I challenge you to see if you can get through a whole week without saying ‘in my opinion’ even once. For many people it will be far harder than eating a jam donut without licking their lips!

End note: There is only one thing worse than begining a sentence with ‘in my opinion’ and that is with ‘in my humble opinion’. Our opinions are seldom humble and when we consider them to be, we are at our most hypocritical!

Sunday, March 2, 2008

"Ours is the age, that is proud of machines that think and suspicious of men who try to think"

Mumford Jones

I once saw this quote as a tag line at the bottom of a project manager’s e-mail signature. It certainly grabbed my attention and at first sight made me think that perhaps it conveyed a deep seated truth. So when this week I overheard a lunch conversation where someone stated that the most common cause of house fire in Finland today was Sauna’s catching fire by people who were switching them on remotely via their mobile phones (forgetting that they had left clothes or towels in them), I asked my self is this something anyone should be proud of?

It seems that mobile phones are now able to control multiple devices all over the world and as long as they hook up to some kind of domotic device almost anything is possible… Yet I was wondering if it might be the case that this technology could add any useful advantage to project and interim managers? And the more I thought, the less convinced I became.

If you have ever had to manage teams of people remotely, you will know how hard it is to ‘read’ the current status of a project, you have their words, via the phone and timesheets via e-mail, but it is almost impossible to actually get a feel for the real status.
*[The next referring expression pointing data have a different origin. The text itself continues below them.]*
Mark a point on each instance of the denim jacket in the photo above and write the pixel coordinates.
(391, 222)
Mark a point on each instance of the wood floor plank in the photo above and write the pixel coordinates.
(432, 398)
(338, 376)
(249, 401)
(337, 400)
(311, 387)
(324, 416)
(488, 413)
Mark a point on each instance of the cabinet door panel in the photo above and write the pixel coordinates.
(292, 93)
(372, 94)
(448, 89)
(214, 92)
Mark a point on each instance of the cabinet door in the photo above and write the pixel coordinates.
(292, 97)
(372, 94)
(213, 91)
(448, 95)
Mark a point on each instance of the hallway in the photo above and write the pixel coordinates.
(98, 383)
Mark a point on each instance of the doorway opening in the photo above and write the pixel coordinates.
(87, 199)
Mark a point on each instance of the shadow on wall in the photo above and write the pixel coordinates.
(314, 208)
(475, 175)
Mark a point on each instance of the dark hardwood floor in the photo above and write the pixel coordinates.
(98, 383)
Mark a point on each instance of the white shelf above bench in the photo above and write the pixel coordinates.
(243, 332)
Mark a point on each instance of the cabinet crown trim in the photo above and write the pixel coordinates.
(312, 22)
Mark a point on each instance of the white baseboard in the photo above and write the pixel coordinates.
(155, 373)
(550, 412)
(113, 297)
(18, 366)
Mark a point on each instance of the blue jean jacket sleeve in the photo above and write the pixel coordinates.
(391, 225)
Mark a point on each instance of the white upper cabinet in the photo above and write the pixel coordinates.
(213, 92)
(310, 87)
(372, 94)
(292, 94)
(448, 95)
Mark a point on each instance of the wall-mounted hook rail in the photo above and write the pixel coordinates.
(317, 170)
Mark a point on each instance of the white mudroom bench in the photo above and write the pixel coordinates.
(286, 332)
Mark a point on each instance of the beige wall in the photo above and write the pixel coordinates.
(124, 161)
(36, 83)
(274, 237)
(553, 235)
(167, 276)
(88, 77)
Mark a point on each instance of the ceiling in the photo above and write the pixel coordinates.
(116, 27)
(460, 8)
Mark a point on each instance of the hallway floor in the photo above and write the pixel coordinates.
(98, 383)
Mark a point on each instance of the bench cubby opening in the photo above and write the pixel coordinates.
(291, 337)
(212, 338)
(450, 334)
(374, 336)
For example, when the remote team are in their office in Connecticut or Calcutta (or wherever they might be) are they actually working constructively, or are they fooling around or even debating all day?
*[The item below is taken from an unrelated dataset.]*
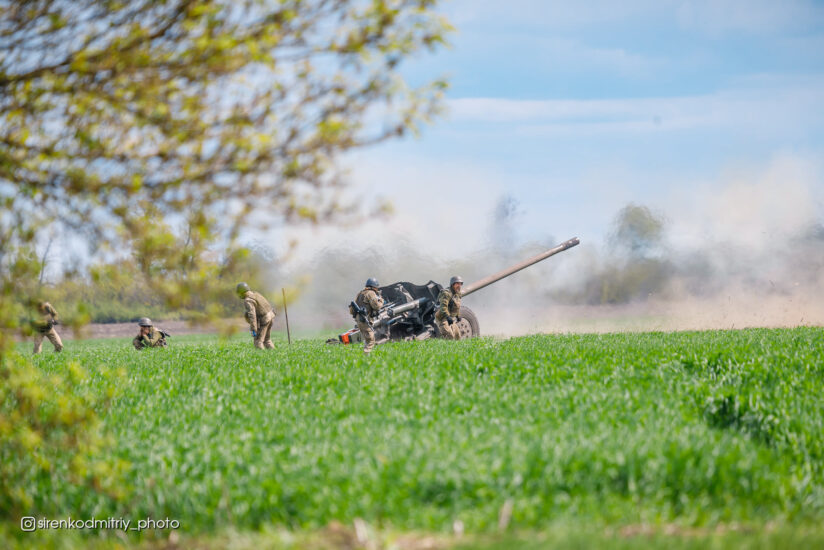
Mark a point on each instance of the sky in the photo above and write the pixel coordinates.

It is hard enough sometimes to adjust to different cultures of companies (some like to debate every fine detail) others seem to just get on and delegate, putting the sole responsibility on the shoulders of the executor. So any device, to assist the remote control of projects would be great, but all we seem to be focusing on is knowing how warm our fridge is or to program the TV. There must be better applications that can help company managers perform more efficiently?

This week I am switching my preferred communication protocol for remote project meetings to Skype video conferencing, I am a late adopter it seems? I am curious to know how effective it will be or whether I will be shortly switching back to landlines, planes and mobile phones?